BROOKLYN – Brooklyn elected officials Monday expressed outrage at the terror attack on a Jewish school in southern France that has left at least four people dead.
Meanwhile, the NYPD has stepped up security at synagogues and other Jewish sites in the wake of the attack. Police spokesman Paul Browne said Monday that there are no specific threats in New York. But he said that as a precaution, police have increased patrols in Jewish neighborhoods. Brooklyn has one of the largest concentrations of Jews, especially Orthodox Jews, in the U.S.
Congressman Jerrold Nadler (D-Brooklyn/Manhattan) said, “I am absolutely horrified by the senseless and cowardly act of violence at the Ozar Hatorah school in Toulouse, France. That Jews continue to be targets of hate and violence by lunatics and feeble-minded anti-Semites is despicable. And that a madman would single out children is unspeakably depraved and tragic.”
Assemblyman Dov Hikind (D-Borough Park) and several City Council members representing Brooklyn districts held a rally in front of Hikind’s office Monday to protest the violence. With Hikind were Council Members Mathieu Eugene (D-Flatbush), Lew Fidler (D-Canarsie/Marine Park), David Greenfield (D-Borough Park/Midwood) and Michael Nelson (D-Brighton Beach/Sheepshead Bay) as well as leaders of the Borough Park and Flatbush Shomrim (community patrols).
“We cry for the victims and their families,” said Hikind. “And at the same time we must express our gratitude to Commissioner Kelly and the NYPD who have done an exemplary job of keeping our streets safe from terror in the wake of September 11 and the random acts of terrorism that have followed worldwide.”
“We must all stand together to condemn this crime,” said Eugene. “I will continue to stand with you all to make sure that such things do not happen again.”
“I get to go home and hug my child tonight,” said Fidler. “This tragedy is felt by all of us.”
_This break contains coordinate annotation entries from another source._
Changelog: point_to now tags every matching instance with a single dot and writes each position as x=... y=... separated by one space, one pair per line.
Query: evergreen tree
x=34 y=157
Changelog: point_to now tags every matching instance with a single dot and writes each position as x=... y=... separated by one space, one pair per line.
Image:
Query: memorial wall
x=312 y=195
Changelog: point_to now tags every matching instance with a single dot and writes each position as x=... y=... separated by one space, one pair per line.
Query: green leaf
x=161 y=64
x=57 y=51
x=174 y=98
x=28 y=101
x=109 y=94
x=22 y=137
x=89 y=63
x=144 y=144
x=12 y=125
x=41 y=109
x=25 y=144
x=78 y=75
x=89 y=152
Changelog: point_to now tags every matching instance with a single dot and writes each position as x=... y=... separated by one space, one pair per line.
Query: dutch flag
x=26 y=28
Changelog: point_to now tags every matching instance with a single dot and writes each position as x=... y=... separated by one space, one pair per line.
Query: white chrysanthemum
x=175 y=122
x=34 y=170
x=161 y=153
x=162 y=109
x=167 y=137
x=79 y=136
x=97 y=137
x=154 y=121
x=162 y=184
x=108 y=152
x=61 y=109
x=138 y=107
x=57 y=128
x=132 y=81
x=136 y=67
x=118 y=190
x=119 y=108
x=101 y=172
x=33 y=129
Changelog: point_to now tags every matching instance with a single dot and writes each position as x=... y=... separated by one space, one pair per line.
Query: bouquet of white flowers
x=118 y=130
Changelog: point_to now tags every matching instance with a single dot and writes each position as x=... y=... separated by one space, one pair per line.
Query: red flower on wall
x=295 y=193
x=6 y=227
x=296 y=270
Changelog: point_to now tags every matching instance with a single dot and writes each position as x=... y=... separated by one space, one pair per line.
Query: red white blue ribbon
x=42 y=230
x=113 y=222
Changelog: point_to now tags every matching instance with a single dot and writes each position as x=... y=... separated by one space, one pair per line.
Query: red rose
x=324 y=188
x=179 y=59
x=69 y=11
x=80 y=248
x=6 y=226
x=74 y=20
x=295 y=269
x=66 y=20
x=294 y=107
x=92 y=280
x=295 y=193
Republican attorney David Storobin, who is running against Fidler for state Senate, said, “We mourn for the victims. I remember the horror we felt when my great-uncle, a 70-year-old middle class doctor, was murdered for the same reason as these people — for being Jewish [in an incident in the former Soviet Union]. I know that in my family, while the pain and the fear subsides, it never goes away.”